Effects of Deficit Irrigation, Rootstock, and Roasting on the Contents of Fatty Acids, Phytoprostanes, and Phytofurans in Pistachio Kernels

  • Jacinta Collado-González /
  • Marina Cano-Lamadrid /
  • David Pérez-López /
  • ángel A. Carbonell-Barrachina /
  • Ana Centeno /
  • Sonia Medina /
  • Isabel Griñán /
  • Alexandre Guy /
  • Jean Marie Galano /
  • Thierry Durand /
  • Raúl Domínguez-Perles /
  • Arturo Torrecillas /
  • Federico Ferreres /
  • ángel Gil-Izquierdo
Journal ar
Journal of Agricultural and Food Chemistry
  • Volumen: 68
  • Número: 33
  • Fecha: 19 agosto 2020
  • Páginas: 8915-8924
  • ISSN: 15205118 00218561
  • Tipo de fuente: Revista
  • DOI: 10.1021/acs.jafc.0c02901
  • Tipo de documento: Artículo
  • Editorial: American Chemical
Copyright © 2020 American Chemical Society.Pistachio (Pistacia vera L.) is a drought-Tolerant species grown under the semiarid conditions of the Mediterranean basin. For this reason, it is essential to make an exhaustive quantification of yield and quality benefits of the kernels because the regulated deficit irrigation will allow significant water savings with a minimum impact on yield while improving kernel quality.

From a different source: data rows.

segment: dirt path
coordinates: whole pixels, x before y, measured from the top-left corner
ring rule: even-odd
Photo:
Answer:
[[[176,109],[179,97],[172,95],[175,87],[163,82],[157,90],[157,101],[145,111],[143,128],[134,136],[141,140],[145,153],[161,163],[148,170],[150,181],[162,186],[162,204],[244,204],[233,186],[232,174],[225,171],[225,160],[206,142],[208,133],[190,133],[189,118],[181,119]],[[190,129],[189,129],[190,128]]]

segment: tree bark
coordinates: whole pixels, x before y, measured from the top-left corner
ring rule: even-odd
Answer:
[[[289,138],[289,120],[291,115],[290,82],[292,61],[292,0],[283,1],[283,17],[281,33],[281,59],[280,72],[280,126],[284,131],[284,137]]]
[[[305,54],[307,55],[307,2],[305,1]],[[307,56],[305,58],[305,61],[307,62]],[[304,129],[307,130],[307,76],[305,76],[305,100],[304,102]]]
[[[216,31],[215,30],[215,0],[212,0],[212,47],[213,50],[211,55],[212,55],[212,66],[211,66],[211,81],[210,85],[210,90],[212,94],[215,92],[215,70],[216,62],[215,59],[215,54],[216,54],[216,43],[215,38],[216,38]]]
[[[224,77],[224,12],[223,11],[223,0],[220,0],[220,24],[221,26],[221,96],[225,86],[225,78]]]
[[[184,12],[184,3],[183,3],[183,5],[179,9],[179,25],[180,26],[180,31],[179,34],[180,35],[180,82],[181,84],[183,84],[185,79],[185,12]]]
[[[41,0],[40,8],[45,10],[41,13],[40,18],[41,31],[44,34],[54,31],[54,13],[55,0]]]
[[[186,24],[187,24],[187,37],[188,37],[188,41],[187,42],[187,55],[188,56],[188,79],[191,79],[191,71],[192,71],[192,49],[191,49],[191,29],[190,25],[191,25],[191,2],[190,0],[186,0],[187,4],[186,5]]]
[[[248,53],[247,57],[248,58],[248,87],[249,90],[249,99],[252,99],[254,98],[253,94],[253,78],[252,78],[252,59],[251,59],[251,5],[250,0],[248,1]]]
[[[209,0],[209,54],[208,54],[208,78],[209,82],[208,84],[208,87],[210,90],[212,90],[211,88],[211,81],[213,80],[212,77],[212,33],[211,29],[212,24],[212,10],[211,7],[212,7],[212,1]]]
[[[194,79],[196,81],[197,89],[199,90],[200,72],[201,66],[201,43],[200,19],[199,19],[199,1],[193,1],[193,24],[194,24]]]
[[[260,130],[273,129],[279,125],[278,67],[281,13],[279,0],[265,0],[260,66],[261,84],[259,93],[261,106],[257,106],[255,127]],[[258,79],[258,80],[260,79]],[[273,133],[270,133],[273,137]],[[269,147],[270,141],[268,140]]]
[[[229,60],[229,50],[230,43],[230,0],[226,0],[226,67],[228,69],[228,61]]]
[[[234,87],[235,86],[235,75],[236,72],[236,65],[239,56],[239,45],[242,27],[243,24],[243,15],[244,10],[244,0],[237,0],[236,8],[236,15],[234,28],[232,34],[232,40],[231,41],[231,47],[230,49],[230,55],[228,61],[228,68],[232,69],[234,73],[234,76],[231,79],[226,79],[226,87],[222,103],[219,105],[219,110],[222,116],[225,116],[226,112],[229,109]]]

The goal of this scientific work was to study the influence of the rootstock, water deficit during pit hardening, and kernel roasting on pistachio (P. vera, cv. Kerman) fruit yield, fruit size, and kernel content of fatty acids phytoprostanes (PhytoPs) and phytofurans (PhytoFs) for the first time. Water stress during pit hardening did not affect the pistachio yield. The kernel cultivar showed a lower oleic acid and a higher linoleic acid contents than other cultivars. Kernels from plants grafted on the studied rootstocks showed very interesting characteristics. P. integerrima led to the highest percentage of monounsaturated fatty acids. Regarding the plant oxylipins, P.Terebinthus led to the highest contents of PhytoPs and PhytoFs (1260 ng/100 g and 16.2 ng/100 g, respectively). In addition, nuts from trees cultivated under intermediate water deficit during pit hardening showed increased contents of the 9-series F1-phytoprostanes and ent-16(RS)-9-epi-ST- "14-10-phytofuran. However, roasting of pistachios led to PhytoP degradation. Therefore, plant cultivar, deficit irrigation, rootstock, and roasting must be considered to enhance biosynthesis of these secondary metabolites. New tools using agricultural strategies to produce hydroSOS pistachios have been opened thanks to the biological properties of these prostaglandin-like compounds linking agriculture, nutrition, and food science technology for further research initiatives.